Kaja Kallas nixes plan to run for mayor of Tallinn
Reform Party Vice-Chairman and MEP Kaja Kallas has announced that while she had hoped to become her party's candidate for mayor of Tallinn in next year's local elections, she did not find support among the party's leading figures and as a result was dropping the idea of running for the position. She would, however, support Marina Kaljurand for mayor of Estonia's capital city.
Kallas wrote in her blog (link in Estonian) that over the past week, a number of stories have mentioned the news that she was interested in running as the Reform Party's candidate for mayor of Tallinn and lead the party's ticket in next year's local elections. "It is true that I have considered this for some time," she admitted.
The MEP explained that last fall she had gotten in touch with Kristen Michal, head of the Tallinn division of the Reform Party, to discuss their ideas regarding Estonia's capital city, and she told him that she was interested in and had the energy for bringing new ideas to the table as well as leading the party's ticket in the 2017 local elections.
"If [we] achieved a successful result at the elections, which would grant the opportunity to form a (coalition) city government, then I would be ready to leave my life in Brussels behind and come do this with great enthusiasm, because I see just how much more modern we could make city governance," Kallas recalled. "We got together a couple more times, but our respective understanding of potential ideas and strategies for how to approach the elections did not coincide."

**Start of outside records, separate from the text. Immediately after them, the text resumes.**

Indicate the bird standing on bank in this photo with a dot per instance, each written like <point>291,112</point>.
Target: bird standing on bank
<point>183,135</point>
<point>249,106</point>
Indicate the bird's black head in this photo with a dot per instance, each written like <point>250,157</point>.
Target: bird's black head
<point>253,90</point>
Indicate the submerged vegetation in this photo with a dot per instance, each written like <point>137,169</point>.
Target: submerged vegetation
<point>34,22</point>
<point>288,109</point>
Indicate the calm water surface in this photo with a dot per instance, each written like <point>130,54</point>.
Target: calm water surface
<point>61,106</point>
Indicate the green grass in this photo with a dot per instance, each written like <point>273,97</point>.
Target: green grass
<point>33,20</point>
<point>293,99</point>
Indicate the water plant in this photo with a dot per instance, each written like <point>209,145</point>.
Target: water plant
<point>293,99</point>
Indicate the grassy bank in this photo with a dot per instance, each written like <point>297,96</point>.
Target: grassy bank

Kallas said that various other party members from the Tallinn division had contacted her at the same time who expressed their support for her potential candidacy in the country's capital. "I also clearly expressed that I wished to be the party's mayoral candidate and that if the elections were succesful, then I would come back [to Estonia]," she explained, adding that she had also met with party chairman Taavi Rõivas, to whom she also expressed this wish.

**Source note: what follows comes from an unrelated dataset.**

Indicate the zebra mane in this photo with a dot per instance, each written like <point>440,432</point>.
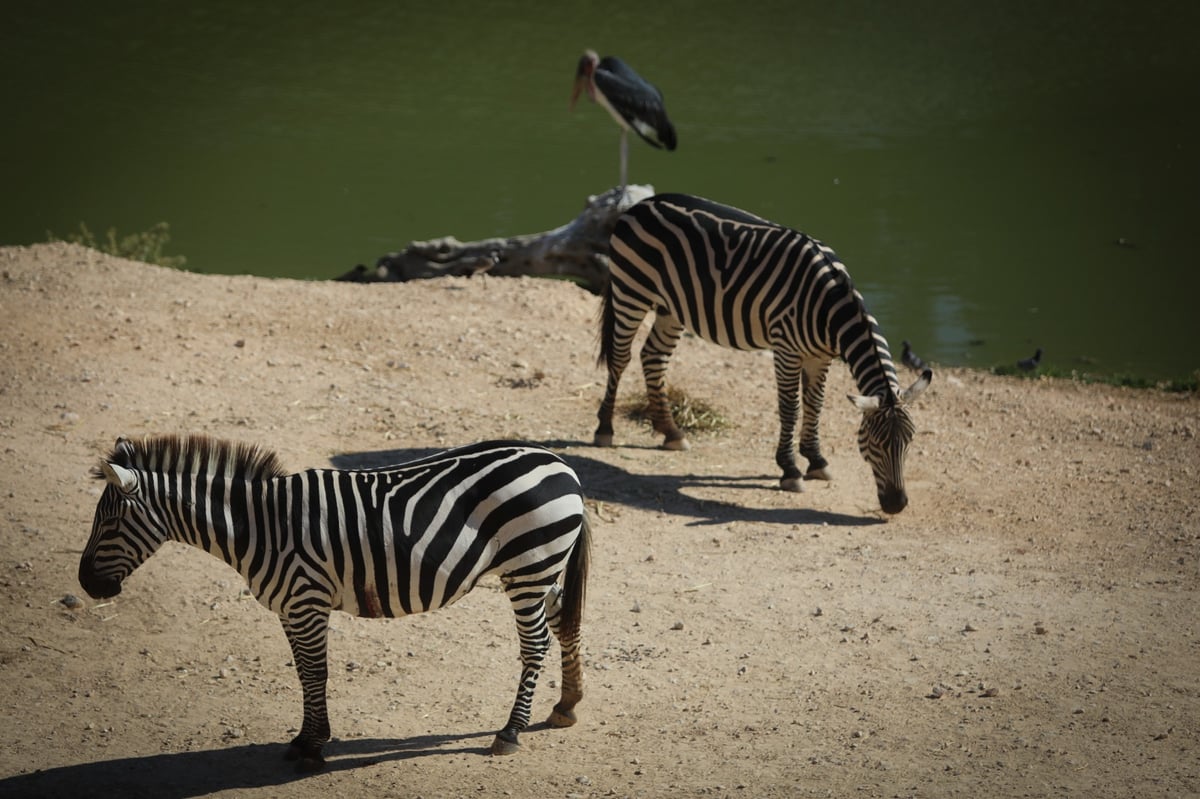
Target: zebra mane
<point>193,454</point>
<point>875,340</point>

"The chairman of the Tallinn division told me (perhaps half-jokingly) that Tallinn voters want a white heterosexual male, father of two [for mayor]," said the MEP. "While I still do not essentially agree with this statement, considering the various statements of the party's leading figures last week it is clear that I do not have [their] support in leading the local election campaign."

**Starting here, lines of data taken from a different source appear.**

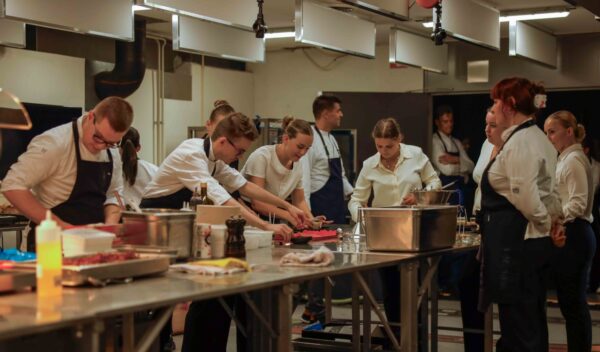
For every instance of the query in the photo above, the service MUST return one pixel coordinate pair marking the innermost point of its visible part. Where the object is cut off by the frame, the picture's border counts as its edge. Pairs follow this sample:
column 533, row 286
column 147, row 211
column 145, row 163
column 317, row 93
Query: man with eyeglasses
column 73, row 170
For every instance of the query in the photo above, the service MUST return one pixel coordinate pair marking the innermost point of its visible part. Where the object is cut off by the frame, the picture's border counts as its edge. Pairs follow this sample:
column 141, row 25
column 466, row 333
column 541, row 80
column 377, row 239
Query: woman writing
column 578, row 244
column 391, row 174
column 137, row 173
column 519, row 204
column 276, row 169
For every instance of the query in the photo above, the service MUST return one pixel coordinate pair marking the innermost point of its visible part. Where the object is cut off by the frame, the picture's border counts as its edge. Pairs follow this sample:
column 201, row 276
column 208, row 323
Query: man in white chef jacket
column 74, row 169
column 324, row 179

Consequently, Kallas continued, she was announcing publicly that she was prepared to withdraw her candidacy for mayor of Tallinn. "I don't want a repeat of the same situation we saw in the presidential elections, where there actually wasn't any clarity or support for a single candidate and everyone lost as a result," explained the party's vice-chairman.
"If you ask me now who among named candidates (Kristen Michal, Yoko Alender, Marina Kaljurand) I'd be ready to support, then out of this lineup, Marina Kaljurand would have the greatest chance," Kallas continued. "Marina Kaljurand could engage with both Estonians and Russians as well as older and younger people alike. This would be an opportunity for her to realize the large amount of support she garnered in the presidential elections at actual elections."